About a year ago, I played a bit with writing a programming language. That’s quite a fun journey. If you want to go that way, there are a few helpful links:
- pls-lab.org — quite a big wiki with PL-related theory.
- proglangdesign.net/wiki — useful links, resources, and reading list about writing PLs.
- Mapping High Level Constructs to LLVM IR — long unmaintained but still helpful collection of tricks for LLVM.
- How I wrote my own “proper” programming language — a series of articles about writing a programming language on C++ targeting LLVM.
As the compiler language I had chosen Python because it’s pretty good for fast prototyping and there is no need to care about compilation performance (nobody’s going to use your language anyway).

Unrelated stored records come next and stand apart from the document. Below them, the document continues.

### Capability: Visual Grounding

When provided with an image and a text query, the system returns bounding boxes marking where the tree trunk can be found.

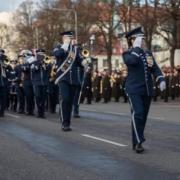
[107,55,112,73]
[176,17,180,49]
[170,48,175,68]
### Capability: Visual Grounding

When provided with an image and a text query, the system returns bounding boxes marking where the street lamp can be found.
[51,8,78,42]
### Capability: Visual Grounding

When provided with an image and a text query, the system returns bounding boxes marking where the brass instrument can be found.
[81,48,90,58]
[50,57,57,82]
[50,64,56,82]
[3,56,10,66]
[43,56,51,64]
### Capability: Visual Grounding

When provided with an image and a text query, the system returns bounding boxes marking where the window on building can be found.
[103,59,108,67]
[115,59,119,67]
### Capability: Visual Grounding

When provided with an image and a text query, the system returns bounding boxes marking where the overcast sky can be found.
[0,0,39,12]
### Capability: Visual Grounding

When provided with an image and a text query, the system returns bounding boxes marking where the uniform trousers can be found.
[58,81,77,127]
[127,94,151,145]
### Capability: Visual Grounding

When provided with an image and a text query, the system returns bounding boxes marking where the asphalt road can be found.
[0,102,180,180]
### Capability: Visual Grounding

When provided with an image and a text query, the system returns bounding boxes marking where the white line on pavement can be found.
[6,113,20,119]
[81,108,165,120]
[81,134,127,147]
[81,108,127,116]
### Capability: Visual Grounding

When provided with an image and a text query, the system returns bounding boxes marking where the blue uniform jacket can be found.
[31,61,51,86]
[0,64,11,87]
[19,64,33,86]
[53,45,84,86]
[123,47,164,96]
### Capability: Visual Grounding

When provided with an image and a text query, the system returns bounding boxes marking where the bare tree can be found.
[14,0,35,50]
[157,0,180,67]
[136,0,160,50]
[0,23,8,48]
[88,0,121,71]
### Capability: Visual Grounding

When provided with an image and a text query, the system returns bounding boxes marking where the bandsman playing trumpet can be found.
[18,50,35,115]
[31,49,51,118]
[7,60,19,112]
[53,31,84,131]
[48,56,59,114]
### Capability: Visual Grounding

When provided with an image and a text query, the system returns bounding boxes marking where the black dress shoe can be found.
[0,114,4,117]
[39,114,46,119]
[132,144,136,150]
[26,112,34,116]
[135,143,145,154]
[73,114,80,118]
[18,111,25,114]
[62,126,72,132]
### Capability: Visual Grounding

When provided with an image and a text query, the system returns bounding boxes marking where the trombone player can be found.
[31,49,51,118]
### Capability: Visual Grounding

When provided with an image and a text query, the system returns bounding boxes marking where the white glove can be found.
[160,81,166,91]
[81,57,91,67]
[82,59,88,67]
[61,43,69,51]
[133,36,143,48]
[26,56,36,64]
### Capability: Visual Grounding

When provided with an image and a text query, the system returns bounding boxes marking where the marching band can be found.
[1,28,180,154]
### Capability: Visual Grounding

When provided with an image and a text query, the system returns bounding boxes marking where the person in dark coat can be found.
[48,58,59,114]
[31,49,50,118]
[162,68,169,102]
[18,50,35,115]
[92,71,102,102]
[169,70,176,100]
[102,70,111,103]
[53,31,84,131]
[111,72,121,102]
[121,70,128,103]
[123,27,166,153]
[7,60,19,112]
[0,49,8,117]
[81,67,92,104]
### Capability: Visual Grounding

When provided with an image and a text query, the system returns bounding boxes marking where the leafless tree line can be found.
[9,0,180,68]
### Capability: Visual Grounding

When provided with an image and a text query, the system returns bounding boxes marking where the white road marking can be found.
[81,108,127,116]
[81,134,127,147]
[6,113,20,119]
[81,108,165,120]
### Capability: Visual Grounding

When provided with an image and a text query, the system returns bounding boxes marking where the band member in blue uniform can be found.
[0,49,8,117]
[123,27,166,153]
[7,60,19,112]
[31,49,50,118]
[16,56,25,114]
[53,31,84,131]
[18,50,35,115]
[48,57,59,114]
[73,64,84,118]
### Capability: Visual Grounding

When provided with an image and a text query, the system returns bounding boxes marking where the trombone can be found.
[81,48,90,58]
[43,55,51,64]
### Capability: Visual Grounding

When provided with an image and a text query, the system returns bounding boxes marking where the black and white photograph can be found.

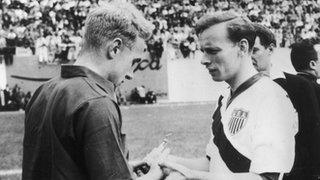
[1,0,320,179]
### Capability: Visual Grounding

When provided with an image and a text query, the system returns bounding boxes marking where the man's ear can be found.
[310,60,318,70]
[106,38,123,60]
[238,38,249,55]
[268,43,275,54]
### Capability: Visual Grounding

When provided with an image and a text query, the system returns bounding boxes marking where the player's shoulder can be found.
[284,72,313,85]
[255,76,287,97]
[46,76,113,105]
[254,77,297,122]
[255,77,297,113]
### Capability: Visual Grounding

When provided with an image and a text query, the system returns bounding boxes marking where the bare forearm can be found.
[167,155,209,171]
[189,171,264,180]
[136,173,159,180]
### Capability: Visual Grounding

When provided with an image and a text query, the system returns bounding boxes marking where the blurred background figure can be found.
[36,33,49,64]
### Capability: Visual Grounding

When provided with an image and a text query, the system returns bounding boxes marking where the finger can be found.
[129,160,145,167]
[165,172,186,180]
[149,147,161,157]
[146,147,171,165]
[158,148,171,164]
[144,149,157,161]
[144,147,163,163]
[160,161,180,171]
[162,167,173,176]
[157,141,167,152]
[160,161,191,177]
[136,169,144,177]
[156,143,166,154]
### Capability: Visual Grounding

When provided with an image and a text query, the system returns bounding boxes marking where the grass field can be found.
[0,103,215,179]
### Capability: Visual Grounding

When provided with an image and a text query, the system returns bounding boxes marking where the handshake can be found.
[129,134,196,180]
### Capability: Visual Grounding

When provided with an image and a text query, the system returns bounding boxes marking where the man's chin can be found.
[115,79,125,87]
[211,75,224,82]
[116,75,133,86]
[125,74,133,80]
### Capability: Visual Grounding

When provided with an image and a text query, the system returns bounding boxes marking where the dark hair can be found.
[253,23,276,48]
[195,11,256,51]
[290,38,320,71]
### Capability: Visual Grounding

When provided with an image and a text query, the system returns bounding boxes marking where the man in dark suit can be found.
[252,23,320,180]
[290,38,320,106]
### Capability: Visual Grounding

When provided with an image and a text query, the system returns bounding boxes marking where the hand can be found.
[131,147,170,178]
[129,160,149,177]
[129,159,146,168]
[144,146,170,165]
[136,160,163,180]
[160,161,195,179]
[128,159,145,168]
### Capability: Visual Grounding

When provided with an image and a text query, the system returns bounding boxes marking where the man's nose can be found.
[200,56,211,66]
[125,70,134,80]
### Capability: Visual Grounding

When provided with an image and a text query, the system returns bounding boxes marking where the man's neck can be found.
[74,53,107,78]
[260,70,270,77]
[260,61,272,77]
[301,70,317,77]
[227,64,258,93]
[298,70,318,82]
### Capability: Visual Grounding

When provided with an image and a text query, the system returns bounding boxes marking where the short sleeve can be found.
[250,90,298,174]
[206,96,224,159]
[75,98,132,180]
[206,136,216,159]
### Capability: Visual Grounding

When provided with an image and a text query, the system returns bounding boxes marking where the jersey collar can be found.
[60,65,116,101]
[226,73,264,108]
[297,72,318,83]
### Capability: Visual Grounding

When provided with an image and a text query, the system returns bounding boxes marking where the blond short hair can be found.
[80,2,153,54]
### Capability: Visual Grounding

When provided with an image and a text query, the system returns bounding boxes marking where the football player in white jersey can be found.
[161,11,298,180]
[251,24,320,180]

As the compilation target I had picked LLVM, it is low-level enough to give interesting challenges but not too low-level. Also, LLVM is better than FIRM, WASM, Go AST, and similar just because it has more documentation, tutorials, even books. However, the documentation is for smart people and mostly for C++, I didn’t get anything helpful from it.
There are the libraries I was using for my compiler:
- lark is great for writing parsers.
- llvmlite is good enough for generating LLVM code, nothing better is there for Python anyway.
If you want to use another language for the compiler (especially a functional one) without a good parsing library, I’d go with a parser combinator. Serious languages don’t use it because of a bad performance and picking a random interpretation in case of an ambiguity. But if you just want to have fun, who cares.